Le déconfinement va maintenir la population française sous la coupe des décisions discrétionnaires du gouvernement pour longtemps. Chaque alerte d’une potentielle nouvelle pandémie sonnera le retour des lois d’exception. Après la Terreur, la peur va régner. La moindre tentative de rébellion sera durement réprimée, écrasée, liquidée, discréditée, dénigrée, comme ce fut le cas pour les Gilets Jaunes. Les opposants politiques et les écologistes seront surveillés, fichés, contrôlés, suivis, écoutés, provoqués, terrorisés comme le sont actuellement les opposants au projet de poubelle nucléaire de Bure. Le peuple français devra mendier, supplier, implorer, prier, quémander, pleurer le retour de certaines de ses prérogatives d’avant le Covid19. L’aristo-technocratie va s’appuyer sur l’amplification des technologies froides et calculatrices pour continuer à détruire les milieux naturels, pour extirper tout ce qui est encore sauvage et libre, pour façonner ses « inférieurs » à être enthousiastes de leur servilité, en multipliant de nombreuses injonctions contradictoires impossibles à respecter, même pour ceux qui le voudraient.

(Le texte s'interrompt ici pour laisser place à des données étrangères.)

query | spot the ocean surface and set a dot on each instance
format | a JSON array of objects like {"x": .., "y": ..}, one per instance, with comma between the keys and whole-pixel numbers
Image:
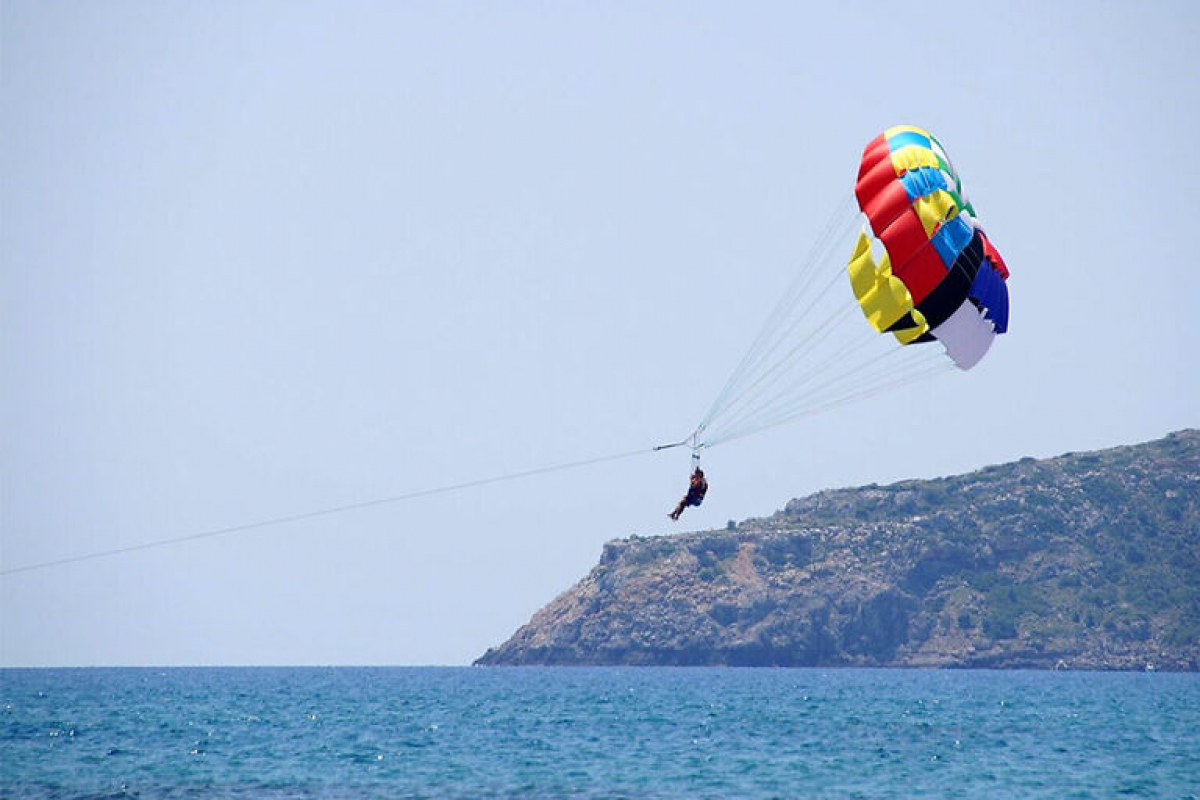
[{"x": 597, "y": 733}]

La France s’aventure dorénavant vers un régime toujours plus pathologique où la volonté de puissance a l’ambition de se transformer en une brutale Toute Puissance démiurgique qui se manifeste par un empilement de doubles contraintes. Des doubles contraintes qui monopolisent la réflexion et l’énergie de toute une population prise en otage de responsables politiques et de représentants de l’hygiénisme qui se disputent entre incompétence crasse et satisfaction d’avoir trouvé une recette durable pour asseoir leur domination. Le peuple demande accès aux plages ? On leur accorde ce droit comme un cadeau, le droit de s’allonger dans un enclos aussi délimité que celui des truies dans les élevages intensifs. Le droit constitutionnel de manifester est systématiquement interdit par les préfets qui se retranchent derrière un risque pandémique devenu quasi inexistant. Les paranoïaques de service déposent un projet de loi interdisant de filmer les forces de l’ordre qui voudraient jouer aux chemises brunes. Les quelques enfants ayant le privilège de pouvoir entrer dans une école sont soumis à de telles contraintes que leurs traumatismes psychologiques doivent être traités par des psychiatres. Cette pandémie est une opportunité pour certains pays, dont la France, d’inaugurer un nouveau mode de gouvernance : celui de la perversion narcissique.